Nella ricerca sono state stimate le concentrazioni di particelle virali in atmosfera a Milano e Bergamo in funzione del numero delle persone positive nel periodo di studio, sia in termini medi sia nello scenario peggiore per la dispersione degli inquinanti tipico delle aree in studio. “I risultati in aree pubbliche all’aperto mostrano concentrazioni molto basse, inferiori a una particella virale per metro cubo di aria”, prosegue Contini.
“Anche ipotizzando una quota di infetti pari al 10% della popolazione (circa 140.000 persone per Milano e 12.000 per Bergamo), quindi decupla rispetto a quella attualmente rilevata (circa 1%), sarebbero necessarie, in media, 38 ore a Milano e 61 ore a Bergamo per inspirare una singola particella virale. Si deve però tenere conto che una singola particella virale può non essere sufficiente a trasmettere il contagio e che il tempo medio necessario a inspirare il materiale virale è tipicamente tra 10 e 100 volte più lungo di quello relativo alla singola particella, quindi variabile tra decine di giorni e alcuni mesi di esposizione outdoor continuativa. La maggiore probabilità di trasmissione in aria del contagio, al di fuori di zone di assembramento, appare dunque essenzialmente trascurabile”.

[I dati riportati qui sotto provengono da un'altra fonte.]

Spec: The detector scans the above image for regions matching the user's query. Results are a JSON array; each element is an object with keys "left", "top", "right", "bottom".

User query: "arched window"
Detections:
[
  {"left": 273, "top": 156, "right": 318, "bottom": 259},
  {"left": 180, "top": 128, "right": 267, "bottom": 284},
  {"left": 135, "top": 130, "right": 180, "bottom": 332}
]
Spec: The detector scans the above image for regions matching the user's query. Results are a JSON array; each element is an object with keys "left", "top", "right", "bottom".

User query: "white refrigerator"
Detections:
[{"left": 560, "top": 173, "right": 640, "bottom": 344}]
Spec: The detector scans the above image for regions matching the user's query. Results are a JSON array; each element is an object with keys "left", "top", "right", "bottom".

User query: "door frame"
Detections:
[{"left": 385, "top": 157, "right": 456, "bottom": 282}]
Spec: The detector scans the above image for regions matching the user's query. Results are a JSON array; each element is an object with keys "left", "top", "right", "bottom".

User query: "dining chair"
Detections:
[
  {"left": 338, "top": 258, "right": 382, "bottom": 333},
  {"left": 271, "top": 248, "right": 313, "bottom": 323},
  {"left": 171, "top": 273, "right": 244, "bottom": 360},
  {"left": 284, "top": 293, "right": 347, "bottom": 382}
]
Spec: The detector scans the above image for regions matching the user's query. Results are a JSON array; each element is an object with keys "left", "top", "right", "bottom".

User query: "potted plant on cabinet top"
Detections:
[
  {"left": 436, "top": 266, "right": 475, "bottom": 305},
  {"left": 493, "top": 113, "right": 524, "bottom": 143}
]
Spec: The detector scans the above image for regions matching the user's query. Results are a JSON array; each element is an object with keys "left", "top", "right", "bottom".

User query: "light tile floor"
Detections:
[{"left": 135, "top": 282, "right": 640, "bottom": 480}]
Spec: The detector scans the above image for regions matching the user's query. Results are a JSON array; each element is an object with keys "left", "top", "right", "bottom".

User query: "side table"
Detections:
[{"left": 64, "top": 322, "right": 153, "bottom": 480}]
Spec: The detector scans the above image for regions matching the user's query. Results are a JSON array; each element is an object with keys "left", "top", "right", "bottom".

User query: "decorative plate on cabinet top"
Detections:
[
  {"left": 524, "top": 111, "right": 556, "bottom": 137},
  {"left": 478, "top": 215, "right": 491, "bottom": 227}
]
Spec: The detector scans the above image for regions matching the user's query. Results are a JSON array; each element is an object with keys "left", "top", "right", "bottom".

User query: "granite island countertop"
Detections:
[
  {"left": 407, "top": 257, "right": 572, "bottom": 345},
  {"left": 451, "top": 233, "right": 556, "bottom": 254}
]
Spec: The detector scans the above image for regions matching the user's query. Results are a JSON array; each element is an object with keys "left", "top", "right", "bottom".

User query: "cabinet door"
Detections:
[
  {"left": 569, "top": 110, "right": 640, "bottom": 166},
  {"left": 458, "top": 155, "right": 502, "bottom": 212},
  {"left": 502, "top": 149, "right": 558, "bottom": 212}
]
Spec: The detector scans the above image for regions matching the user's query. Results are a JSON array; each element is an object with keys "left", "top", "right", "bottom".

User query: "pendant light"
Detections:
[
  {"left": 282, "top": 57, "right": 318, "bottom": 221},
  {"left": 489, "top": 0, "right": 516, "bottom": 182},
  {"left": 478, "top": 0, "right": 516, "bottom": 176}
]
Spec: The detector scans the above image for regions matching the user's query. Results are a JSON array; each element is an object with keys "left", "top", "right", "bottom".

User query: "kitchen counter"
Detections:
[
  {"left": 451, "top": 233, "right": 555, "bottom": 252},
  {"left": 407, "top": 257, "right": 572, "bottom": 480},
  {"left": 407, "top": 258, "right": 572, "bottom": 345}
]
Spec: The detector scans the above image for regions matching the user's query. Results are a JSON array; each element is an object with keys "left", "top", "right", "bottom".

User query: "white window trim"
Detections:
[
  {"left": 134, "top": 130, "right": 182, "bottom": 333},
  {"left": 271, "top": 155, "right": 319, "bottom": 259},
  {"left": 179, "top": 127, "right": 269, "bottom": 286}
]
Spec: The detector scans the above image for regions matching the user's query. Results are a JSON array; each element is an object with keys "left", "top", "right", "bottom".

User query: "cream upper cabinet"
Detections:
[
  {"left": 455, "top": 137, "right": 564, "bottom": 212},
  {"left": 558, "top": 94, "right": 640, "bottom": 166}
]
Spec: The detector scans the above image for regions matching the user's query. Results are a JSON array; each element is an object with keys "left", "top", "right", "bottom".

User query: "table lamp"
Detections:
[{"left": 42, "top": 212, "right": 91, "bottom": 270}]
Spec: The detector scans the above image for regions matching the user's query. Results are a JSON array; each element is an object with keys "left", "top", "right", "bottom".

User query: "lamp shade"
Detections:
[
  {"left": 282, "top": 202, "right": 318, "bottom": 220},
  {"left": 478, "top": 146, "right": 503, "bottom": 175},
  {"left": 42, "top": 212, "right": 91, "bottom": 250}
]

“Per avere una probabilità media del 50% di individuare il SARS-CoV-2 nei campioni giornalieri di PM10 a Milano sarebbe necessario un numero di contagiati, anche asintomatici, pari a circa 45.000 nella città di Milano (3,2% della popolazione) e a circa 6.300 nella città di Bergamo (5,2% della popolazione)”, sottolinea Vorne Gianelle responsabile Centro Specialistico di Monitoraggio della qualità dell’aria di Arpa Lombardia. “Pertanto, allo stato attuale delle ricerche, l’identificazione del nuovo coronavirus in aria outdoor non appare un metodo efficace di allerta precoce per le ondate pandemiche”.
“La probabilità che le particelle virali in atmosfera formino agglomerati con il particolato atmosferico pre-esistente, di dimensioni comparabili o maggiori, è trascurabile anche nelle condizioni di alto inquinamento tipico dell’area di Milano in inverno”, conclude Franco Belosi, ricercatore Cnr-Isac di Bologna.
“È possibile che le particelle virali possano formare un cluster con nanoparticelle molto più piccole del virus ma questo non cambia in maniera significativa la massa delle particelle virali o il loro tempo di permanenza in atmosfera. Pertanto, il particolato atmosferico, in outdoor, non sembra agire come veicolo del coronavirus”.